TODAY, policymakers and farmers will gather at the Dynamic Earth science centre opposite the Scottish Parliament in Edinburgh to hear ground-breaking soil science from US film maker and researcher, Peter Byck.

Byck will present his new film series Roots so Deep and set out the remarkable opportunity that regeneratively managed grassland soils offer in terms of carbon sequestration.

Roots so Deep, which builds on themes first explored in Carbon Cowboys, is the culmination of a multi-million dollar research project to study and communicate the value of soil carbon sequestration in adaptive multi-paddock systems.

Byck, who has led the project, is a professor of practice at Arizona State University, in both the School of Sustainability and the Cronkite School of Journalism. He said “The soils are an incredible carbon stock and we’ve been treating them so poorly, with ploughing and industrial agriculture; the chemicals we put on the soil.

But, he said in an interview with 8.9 TV News, that “We could get a lot more carbon back into the soil that used to be there. For example, in the States, if you look at the Great Plains, then we used to have 15 foot deep top soils, with 5-10% carbon in there. Right now, we’ve got just inches of top soil, with maybe 1 or 2% carbon, so the opportunity to build those soils back up is massive.”

He said “I can tell you, from being on farms where people are doing AMP grazing, they are building their soils, inches in decades.”
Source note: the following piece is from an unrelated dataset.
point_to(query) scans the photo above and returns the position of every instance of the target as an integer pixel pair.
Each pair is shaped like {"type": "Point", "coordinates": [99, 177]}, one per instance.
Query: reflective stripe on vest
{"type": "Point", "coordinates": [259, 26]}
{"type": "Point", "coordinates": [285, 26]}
Byck is thrilled at the opportunity to present his work to land use professionals and policymakers in Edinburgh. “To get out now and share the news is for me very exciting. Because I’m a film maker who then helped to organise a science project, the documentary about the project is built in as part of the science project – it isn’t about it – it is it – the film and the science are all part and parcel to the same project. ”

Byck said that “AMP grazing is a huge greenhouse gas sink. That’s what we didn’t know. We spent 10 years, and close to ten million dollars from a lot of donors from corporations to private donors and universities – because we didn’t know that. We knew it looked like a better system, but we didn’t know whether it was a source warming up the planet or a sink cooling it down – and we can say now that it’s a sink, and that’s big news.

“The science is showing that the wildlife is landing on one side of the fence, the side of the fence that’s doing adaptive multi paddock grazing, which emulates the way that large herding animals have roamed grasslands for millennia. Then on the other side we have sort of conventional grazing where we build a big paddock, whether it’s 12 acres or 40 acres and let the animals roam in there for a week, two weeks, three weeks, a whole season – those are the two differences in the grazing systems that we’re using.

“We’re finding that the wildlife, using breeding birds as an indicator species, are three times as likely to be on the AMP side of the fence.

“We’re seeing water infiltration, three times as much water going into the soil on the AMP side.

“We’re seeing that grazing writ large is a greenhouse gas sink, out in the pasture – but the AMP side is massive, and the conventional side is modest.”

Byck concluded “What that says is that cattle on grasslands can actually bring down greenhouse gases, when we’re looking at methane, nitrous oxide and CO2. When you factor all those in together – and you look at the total net of greenhouse gas warming – of warming the world, or cooling the world – grazing itself can be a sink, cooling the world; and AMP grazing is a massive sink.”